Yes, you are correct, and yes you are missing something.
Sure, you could easily increase entropy manifold by using a larger word list; you could also achieve that by using 8-word passphrases, or just using raw entropy bytes directly without the words.
The entire point of that xkcd is balance.
Balance between "enough entropy" and "easy enough to remember".
You could argue if 44 bits is enough entropy, or if you need more. But if so you must take into account the non-negligible cost of reduced memorability. It is always a tradeoff.
As I stated in my answer to the canonical XKCD 936 question:
AviD's Rule of Usability:
Security at the expense of usability comes at the expense of security.
So yes, go ahead and use the full language as your dictionary - but you are paying a price, which many would consider to be a bad tradeoff.

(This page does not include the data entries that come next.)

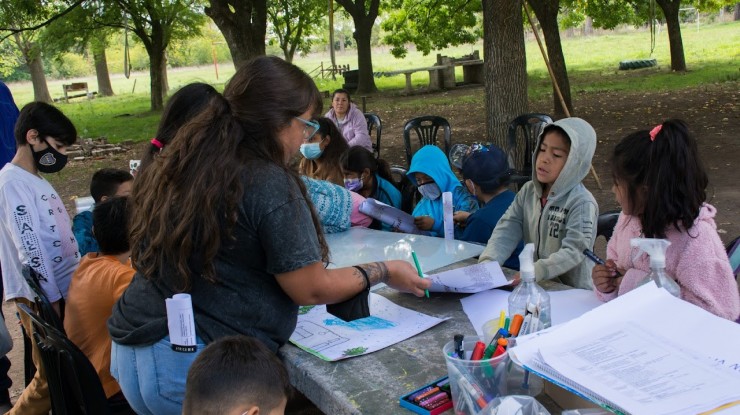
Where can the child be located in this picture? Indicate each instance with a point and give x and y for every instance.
(350, 120)
(337, 207)
(660, 182)
(104, 184)
(431, 172)
(486, 175)
(554, 211)
(236, 375)
(371, 178)
(96, 285)
(321, 153)
(36, 229)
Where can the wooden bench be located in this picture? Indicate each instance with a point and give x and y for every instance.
(75, 87)
(434, 76)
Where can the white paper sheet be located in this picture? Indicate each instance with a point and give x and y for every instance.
(470, 279)
(640, 352)
(331, 338)
(362, 245)
(564, 305)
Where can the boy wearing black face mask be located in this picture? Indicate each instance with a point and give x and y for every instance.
(36, 229)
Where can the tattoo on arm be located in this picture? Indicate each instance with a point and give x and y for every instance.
(377, 272)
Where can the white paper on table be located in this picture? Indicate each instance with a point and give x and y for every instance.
(181, 323)
(470, 279)
(565, 305)
(331, 338)
(638, 352)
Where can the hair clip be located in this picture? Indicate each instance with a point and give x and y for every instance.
(157, 143)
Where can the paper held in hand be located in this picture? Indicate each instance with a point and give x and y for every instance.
(639, 354)
(471, 279)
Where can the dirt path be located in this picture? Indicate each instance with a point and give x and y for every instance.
(713, 112)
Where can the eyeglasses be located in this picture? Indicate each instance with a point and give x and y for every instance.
(310, 129)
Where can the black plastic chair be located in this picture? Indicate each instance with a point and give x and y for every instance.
(406, 187)
(426, 129)
(521, 139)
(74, 386)
(373, 123)
(606, 222)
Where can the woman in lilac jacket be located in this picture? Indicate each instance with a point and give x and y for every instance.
(349, 119)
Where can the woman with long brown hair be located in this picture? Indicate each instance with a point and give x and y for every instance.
(224, 218)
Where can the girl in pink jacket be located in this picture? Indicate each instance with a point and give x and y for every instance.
(660, 182)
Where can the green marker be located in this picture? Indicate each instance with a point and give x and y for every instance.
(418, 269)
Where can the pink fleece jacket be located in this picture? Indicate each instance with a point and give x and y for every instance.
(695, 259)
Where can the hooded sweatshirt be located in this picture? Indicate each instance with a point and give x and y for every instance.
(431, 161)
(565, 226)
(696, 259)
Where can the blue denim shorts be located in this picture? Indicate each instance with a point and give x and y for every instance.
(152, 377)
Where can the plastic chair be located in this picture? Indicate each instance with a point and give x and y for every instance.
(406, 187)
(606, 222)
(74, 386)
(373, 122)
(426, 129)
(521, 139)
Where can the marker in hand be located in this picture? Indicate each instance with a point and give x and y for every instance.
(593, 257)
(418, 270)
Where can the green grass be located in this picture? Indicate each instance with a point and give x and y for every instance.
(711, 55)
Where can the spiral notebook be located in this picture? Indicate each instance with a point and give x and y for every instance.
(645, 352)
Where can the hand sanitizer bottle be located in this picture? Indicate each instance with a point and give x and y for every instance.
(656, 248)
(529, 299)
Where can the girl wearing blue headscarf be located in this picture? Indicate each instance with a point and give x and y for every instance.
(431, 172)
(8, 115)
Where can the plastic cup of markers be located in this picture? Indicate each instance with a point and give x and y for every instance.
(474, 383)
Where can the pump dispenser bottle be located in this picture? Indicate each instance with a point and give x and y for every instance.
(656, 248)
(529, 299)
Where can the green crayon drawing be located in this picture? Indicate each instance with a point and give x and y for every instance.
(304, 309)
(355, 351)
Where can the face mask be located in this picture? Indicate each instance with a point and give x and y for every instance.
(430, 191)
(49, 160)
(353, 185)
(311, 151)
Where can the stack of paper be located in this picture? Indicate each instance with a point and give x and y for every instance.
(645, 352)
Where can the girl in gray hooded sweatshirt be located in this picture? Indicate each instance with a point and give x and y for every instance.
(554, 211)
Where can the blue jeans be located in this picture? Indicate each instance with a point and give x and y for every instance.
(152, 377)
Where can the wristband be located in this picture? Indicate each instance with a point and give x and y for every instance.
(364, 274)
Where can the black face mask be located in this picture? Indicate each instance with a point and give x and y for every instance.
(49, 160)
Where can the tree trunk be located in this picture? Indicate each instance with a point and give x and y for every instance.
(547, 14)
(365, 79)
(101, 69)
(38, 78)
(670, 11)
(364, 18)
(505, 66)
(244, 29)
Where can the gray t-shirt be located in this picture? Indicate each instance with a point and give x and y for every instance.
(273, 234)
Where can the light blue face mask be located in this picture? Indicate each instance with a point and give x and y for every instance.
(430, 191)
(311, 151)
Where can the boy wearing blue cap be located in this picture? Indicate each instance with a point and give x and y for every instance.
(486, 175)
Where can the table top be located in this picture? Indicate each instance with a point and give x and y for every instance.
(373, 383)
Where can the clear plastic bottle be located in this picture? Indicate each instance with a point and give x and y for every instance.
(656, 248)
(528, 298)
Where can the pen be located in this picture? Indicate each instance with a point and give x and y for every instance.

As Randall (xkcd's author) explains here (and in agreement with many studies on the subject), he was basing it not just on all possible words in a dictionary, but words that are EASY for a typical person to remember (and type, I will add).
Another option, more aggressive than xkcd but not ridiculously difficult as the full language, is something like Diceware's dictionary - larger than 11 bits per word, but not much more (just under 13 bits).
So 4 words of that would be ~51.5 bits. Or, take another simple word and get almost 65 bits entropy.
Yes, that improves it a bit, without costing much usability, since they still stick to short, common words. (Personally there are still a few "filler" words, like numbers, that I would prefer to do without).
As always, it is about balance.